Insgesamt stehen nun 1519 Arten oder rund 15% aller Vogelarten auf der globalen Roten Liste (siehe Kasten). Davon sind 217 Arten vom Aussterben bedroht, 417 stark gefährdet und 741 gefährdet. Noch nicht eingerechnet sind die 9%, die auf der Vorwarnliste („potenziell gefährdet“) stehen.

Auch einheimische Vögel sind weltweit gefährdet

Auch der Status einiger Vogelarten, die in der Schweiz regelmässig vorkommen, hat sich verschlechtert. Bei den Brutvögeln sind dies Turteltaube und Tafelente (beide neu weltweit gefährdet) sowie Wiesenpieper, Kiebitz und Eiderente (neu potenziell gefährdet).
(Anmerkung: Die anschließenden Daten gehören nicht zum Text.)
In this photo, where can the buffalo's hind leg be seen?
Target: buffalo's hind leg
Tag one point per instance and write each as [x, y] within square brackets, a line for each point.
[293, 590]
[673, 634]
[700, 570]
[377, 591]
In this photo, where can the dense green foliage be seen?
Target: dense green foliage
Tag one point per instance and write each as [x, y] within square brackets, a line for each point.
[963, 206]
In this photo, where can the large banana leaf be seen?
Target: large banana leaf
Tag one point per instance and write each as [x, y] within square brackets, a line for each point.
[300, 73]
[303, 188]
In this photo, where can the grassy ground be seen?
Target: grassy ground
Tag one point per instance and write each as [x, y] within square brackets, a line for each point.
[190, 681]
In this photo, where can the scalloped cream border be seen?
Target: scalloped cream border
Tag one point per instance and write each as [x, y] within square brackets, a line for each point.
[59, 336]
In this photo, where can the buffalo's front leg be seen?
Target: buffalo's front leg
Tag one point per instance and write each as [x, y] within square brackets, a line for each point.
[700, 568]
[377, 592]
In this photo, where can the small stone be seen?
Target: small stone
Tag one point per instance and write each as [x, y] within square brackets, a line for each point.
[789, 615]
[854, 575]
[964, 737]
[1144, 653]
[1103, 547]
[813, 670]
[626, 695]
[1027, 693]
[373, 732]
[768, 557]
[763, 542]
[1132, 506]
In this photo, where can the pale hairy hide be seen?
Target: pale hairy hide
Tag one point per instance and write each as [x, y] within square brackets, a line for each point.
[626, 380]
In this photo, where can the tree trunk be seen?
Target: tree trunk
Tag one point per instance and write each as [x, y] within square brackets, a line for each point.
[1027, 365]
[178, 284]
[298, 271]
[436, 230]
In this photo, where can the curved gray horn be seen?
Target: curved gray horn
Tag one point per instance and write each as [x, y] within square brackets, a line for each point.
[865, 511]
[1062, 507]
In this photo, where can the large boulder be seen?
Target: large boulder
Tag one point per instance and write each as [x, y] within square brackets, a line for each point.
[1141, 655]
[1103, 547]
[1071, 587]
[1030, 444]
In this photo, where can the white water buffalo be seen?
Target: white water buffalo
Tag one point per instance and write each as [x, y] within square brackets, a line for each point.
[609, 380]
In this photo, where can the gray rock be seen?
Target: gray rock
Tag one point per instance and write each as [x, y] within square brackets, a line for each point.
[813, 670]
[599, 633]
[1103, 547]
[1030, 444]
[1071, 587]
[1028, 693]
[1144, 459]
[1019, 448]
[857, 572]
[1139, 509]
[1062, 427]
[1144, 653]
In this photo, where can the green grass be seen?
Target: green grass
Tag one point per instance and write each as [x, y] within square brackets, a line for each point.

Hinzu kommen sechs Arten, die in der Schweiz nur als Durchzügler oder Wintergäste vorkommen. Insgesamt stehen nun 6 einheimische Arten auf der weltweiten Roten Liste und weitere 15 stehen auf der Vorwarnliste (siehe Kasten).

Afrikas Geier in grosser Gefahr

Eine besonders schwierige Zukunft steht den Geiern Afrikas bevor. 6 der 11 Geierarten des Kontinents mussten in der neuen Roten Liste in eine höhere Kategorie eingestuft werden. So gilt der Kappengeier nun als vom Aussterben bedroht. Gleiches gilt auch für den Weissrückengeier, den Wollkopfgeier oder den Sperbergeier. Gründe dafür sind der Habitatverlust, aber auch gezielte Vergiftungen oder Abschüsse. Zudem werden die Körperteile in der traditionellen Medizin gebraucht. Ein Problem ist auch die Verwendung des Wirkstoffs Diclofenac in der Tiermedizin: Fressen die Geier von Kadavern von behandelten Nutztieren, sterben sie.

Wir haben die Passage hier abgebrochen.